Want to understand how game server DDoS protection actually works? There's a detailed explanation. For attack types and the difference between TCP and UDP floods: TCP vs UDP attacks comparison.

For proxy-based protection and hiding your backend IP, read about Velocity/BungeeCord proxy architecture.

Common Issues

"Can't connect to server" - check: 1) server is running, 2) port is forwarded, 3) firewall isn't blocking it, 4) IP is correct. Try connecting via localhost first - if that works, the problem is networking, not the server.

"Outdated server" - client version doesn't match server version. Update one or the other to match.

"Connection timed out" - usually a port forwarding or firewall issue. Test with telnet your_ip 25565 or online port checkers.

Low TPS - use /tps command (Paper). If TPS is below 18, lower view-distance, disable heavy plugins, use Spark to find what's slowing things down.

"Not enough RAM" / OutOfMemoryError - increase -Xmx in your launch script. Or reduce view-distance and the number of loaded worlds.

Server crashes on startup - read the error log. Most often it's an incompatible plugin or wrong Java version. Remove the last installed plugin and try again.

What's Next

Server is running, friends are connected, plugins are installed. Now what?

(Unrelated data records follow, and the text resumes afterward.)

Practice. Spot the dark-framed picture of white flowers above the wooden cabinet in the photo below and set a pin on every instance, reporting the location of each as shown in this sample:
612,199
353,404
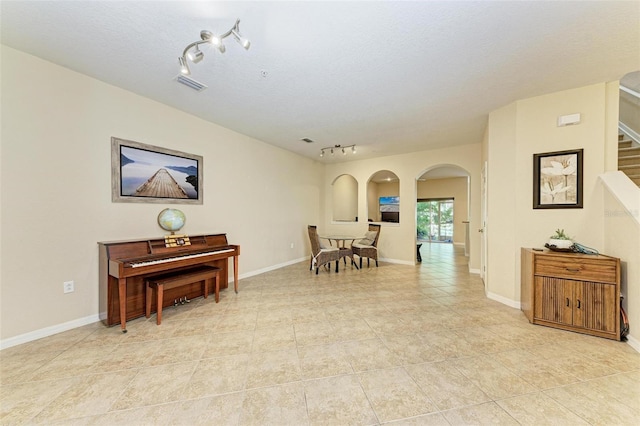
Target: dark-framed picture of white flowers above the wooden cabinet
557,180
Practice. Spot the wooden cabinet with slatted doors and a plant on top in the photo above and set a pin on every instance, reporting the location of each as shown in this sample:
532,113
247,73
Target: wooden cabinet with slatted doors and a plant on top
571,291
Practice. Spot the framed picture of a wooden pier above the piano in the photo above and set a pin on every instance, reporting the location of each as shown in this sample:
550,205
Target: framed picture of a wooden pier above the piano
142,173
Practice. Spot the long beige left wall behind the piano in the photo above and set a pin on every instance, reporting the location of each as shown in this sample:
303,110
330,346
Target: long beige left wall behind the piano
56,197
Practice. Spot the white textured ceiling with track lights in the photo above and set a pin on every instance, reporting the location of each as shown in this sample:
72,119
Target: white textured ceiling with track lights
391,77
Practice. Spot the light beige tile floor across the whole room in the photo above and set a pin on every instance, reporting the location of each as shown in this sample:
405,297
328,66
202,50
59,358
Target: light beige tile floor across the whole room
396,344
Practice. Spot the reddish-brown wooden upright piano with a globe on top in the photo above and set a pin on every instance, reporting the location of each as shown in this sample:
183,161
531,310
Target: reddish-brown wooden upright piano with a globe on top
124,265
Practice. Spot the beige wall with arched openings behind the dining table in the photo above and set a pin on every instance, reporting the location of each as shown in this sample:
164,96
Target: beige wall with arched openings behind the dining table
397,241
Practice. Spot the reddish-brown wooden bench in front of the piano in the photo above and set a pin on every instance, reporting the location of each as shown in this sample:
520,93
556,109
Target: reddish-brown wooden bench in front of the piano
206,274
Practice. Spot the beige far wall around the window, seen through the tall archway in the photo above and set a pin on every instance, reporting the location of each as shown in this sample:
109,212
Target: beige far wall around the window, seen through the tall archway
455,188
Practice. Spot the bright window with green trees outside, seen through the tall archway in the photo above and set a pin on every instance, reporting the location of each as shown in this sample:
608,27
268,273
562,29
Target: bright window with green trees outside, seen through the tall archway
435,220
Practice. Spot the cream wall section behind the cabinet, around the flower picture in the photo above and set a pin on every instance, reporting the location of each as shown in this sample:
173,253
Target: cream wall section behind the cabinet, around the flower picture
518,131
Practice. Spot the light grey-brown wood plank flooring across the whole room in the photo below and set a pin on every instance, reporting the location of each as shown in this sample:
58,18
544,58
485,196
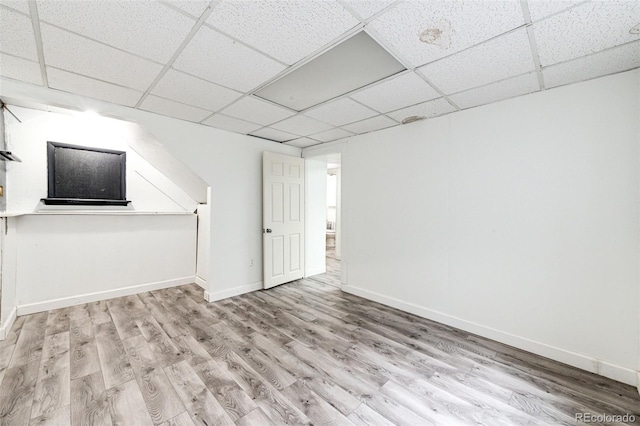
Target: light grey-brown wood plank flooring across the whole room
301,353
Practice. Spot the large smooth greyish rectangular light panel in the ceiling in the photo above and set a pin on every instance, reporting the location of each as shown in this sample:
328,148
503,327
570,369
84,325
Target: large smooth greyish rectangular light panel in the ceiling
354,63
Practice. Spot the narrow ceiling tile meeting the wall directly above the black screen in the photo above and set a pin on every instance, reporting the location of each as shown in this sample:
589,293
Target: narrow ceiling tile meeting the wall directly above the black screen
91,88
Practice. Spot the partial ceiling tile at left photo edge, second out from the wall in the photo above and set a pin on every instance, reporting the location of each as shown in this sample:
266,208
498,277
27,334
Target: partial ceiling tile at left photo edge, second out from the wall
16,35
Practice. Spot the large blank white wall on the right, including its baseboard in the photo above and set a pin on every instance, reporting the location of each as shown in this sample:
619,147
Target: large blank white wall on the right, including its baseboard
517,221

  • Set up permissions with LuckPerms - create groups (default, vip, moderator, admin) with clear permissions
  • Add plugins for your game mode (minigames, economy, quests)
  • Configure regular backups and verify they actually restore properly
  • Add monitoring - at minimum Spark for performance tracking
  • If the server grows, consider proper hosting instead of running from home
  • For larger projects with multiple servers, look into Velocity and proxy architecture
  • Read the server security checklist to make sure you haven't missed anything

Setting up a Minecraft server isn't hard. Keeping it running well, with good performance and protection against attacks - that's the ongoing challenge. But it starts with having a server that's actually up and running, and now you've got that covered.